If anyone else is interested in rebooting the ODE project now is the time to 
speak up. In any event I plan to continue to share my work on my github repo. 


Regards, 


Aaron 

-------------------------------------------
On Wed, 1/16/19, Rich Bowen <[email protected]> wrote:

 Subject: ODE, ODE 2.0, the Attic and the Incubator
 To: [email protected]
 Date: Wednesday, January 16, 2019, 3:00 PM
 
 (Oops. I mailed this to users@ rather than user@. Sorry for the
 crosspost, but I wanted to be sure as
 wide an audience as possible sees
 this.)
 
 Hi, ODE folks,
 
 Please forgive this intrusion by an
 outsider. I am aware that I lack
 both the history of your project, and
 the technical understanding of
 your software. However, I represent the
 Board of Directors, and we
 wanted to discuss something with you
 before you take your project to the
 Attic.
 
 In today's Board meeting, we discussed
 your desire to move to the Attic,
 while at the same time taking a new
 project, with the same name, and the
 same mission, albeit with different
 architecture, to the Incubator.
 
 We agreed to postpone your Attic
 proposal another month, in the hopes of
 ensuring that you're aware of all the
 options that are available to you.
 
 There is considerable precedent, at
 Apache, for projects completely
 reboot their code, while retaining the
 existing project name and
 community. The Apache HTTP server did
 this very early on. Axis also did
 this many years ago.

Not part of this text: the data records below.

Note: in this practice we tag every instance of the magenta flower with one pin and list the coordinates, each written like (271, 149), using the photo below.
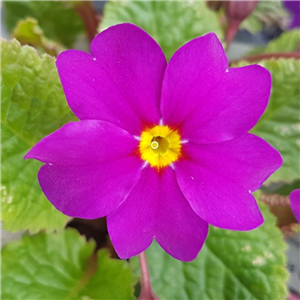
(293, 6)
(295, 203)
(161, 149)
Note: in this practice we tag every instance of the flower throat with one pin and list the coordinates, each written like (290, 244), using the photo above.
(160, 146)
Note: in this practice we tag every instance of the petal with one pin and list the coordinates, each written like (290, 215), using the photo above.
(216, 199)
(131, 226)
(157, 208)
(295, 203)
(180, 232)
(86, 142)
(247, 160)
(232, 108)
(292, 5)
(193, 71)
(91, 191)
(120, 82)
(295, 21)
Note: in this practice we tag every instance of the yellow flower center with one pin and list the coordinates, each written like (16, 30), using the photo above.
(160, 146)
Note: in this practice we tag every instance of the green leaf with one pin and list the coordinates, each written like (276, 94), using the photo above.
(62, 266)
(28, 32)
(231, 265)
(170, 23)
(58, 19)
(32, 105)
(286, 42)
(280, 124)
(267, 13)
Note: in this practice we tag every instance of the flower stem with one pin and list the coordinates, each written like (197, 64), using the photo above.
(146, 288)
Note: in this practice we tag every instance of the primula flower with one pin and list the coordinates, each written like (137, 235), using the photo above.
(293, 6)
(161, 149)
(295, 203)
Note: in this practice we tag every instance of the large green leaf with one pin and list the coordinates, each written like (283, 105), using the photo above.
(61, 266)
(170, 23)
(57, 18)
(231, 266)
(286, 42)
(280, 124)
(267, 13)
(32, 106)
(28, 32)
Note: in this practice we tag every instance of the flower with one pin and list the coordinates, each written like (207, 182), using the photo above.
(295, 203)
(161, 149)
(293, 6)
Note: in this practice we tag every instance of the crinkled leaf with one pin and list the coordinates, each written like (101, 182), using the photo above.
(232, 265)
(28, 32)
(267, 13)
(170, 23)
(286, 42)
(61, 266)
(280, 124)
(32, 105)
(58, 19)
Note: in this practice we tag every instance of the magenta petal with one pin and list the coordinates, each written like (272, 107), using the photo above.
(216, 199)
(232, 108)
(91, 191)
(120, 82)
(295, 203)
(193, 71)
(84, 143)
(180, 232)
(131, 227)
(156, 207)
(247, 160)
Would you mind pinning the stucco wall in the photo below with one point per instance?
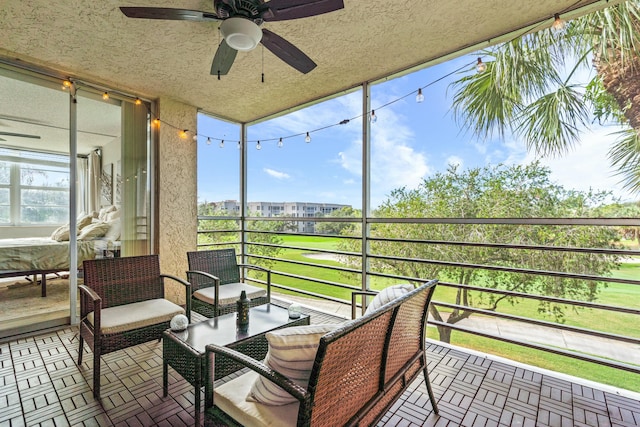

The advantages of
 this approach are numerous:
 
 * You retain your brand equity (ie, the
 value that you've already
 established in your name)
 * You tell the user community that
 you're still solving the same
 problem, although you're solving it
 differently
 * You save the hassle of going through
 the Incubator for code that will
 be developed "in house"
 * You save the hassle of having to
 Attic your project
 * You eliminate a huge amount of user
 confusion. "That project is dead."
 "No, it's not, look over here." "Wait,
 two projects with the same name?
 Which one should I be using?" and so
 on.
 
 While the Board is not going to dictate
 which route you should take
 here, we strongly encourage you to use
 your existing structure -
 website, mailing lists, revision
 control, etc - to bootstrap the new
 proposal discussed at https://s.apache.org/rSlq  Leverage the existing
 expertise in your existing community.
 Build the new thing, and deprecate
 the old thing, while being completely
 transparent to your users that the
 new thing is a completely new thing,
 and isn't trying to be a drop-in
 replacement.
 
 We believe that doing the
 community/project "reboot" in place, rather
 than going via the Attic and Incubator,
 is to the benefit of everyone -
 you, your user community, the attic,
 the incubator, Infrastructure, and
 the Apache marketing team. And there
 are lots of people on the board,
 the members list, and the Community
 Development team, who would be glad
 to offer advice, assistance, and
 whatever support you need to make this
 happen.
 
 What do you think?
 
 --Rich, for the Board of Directors.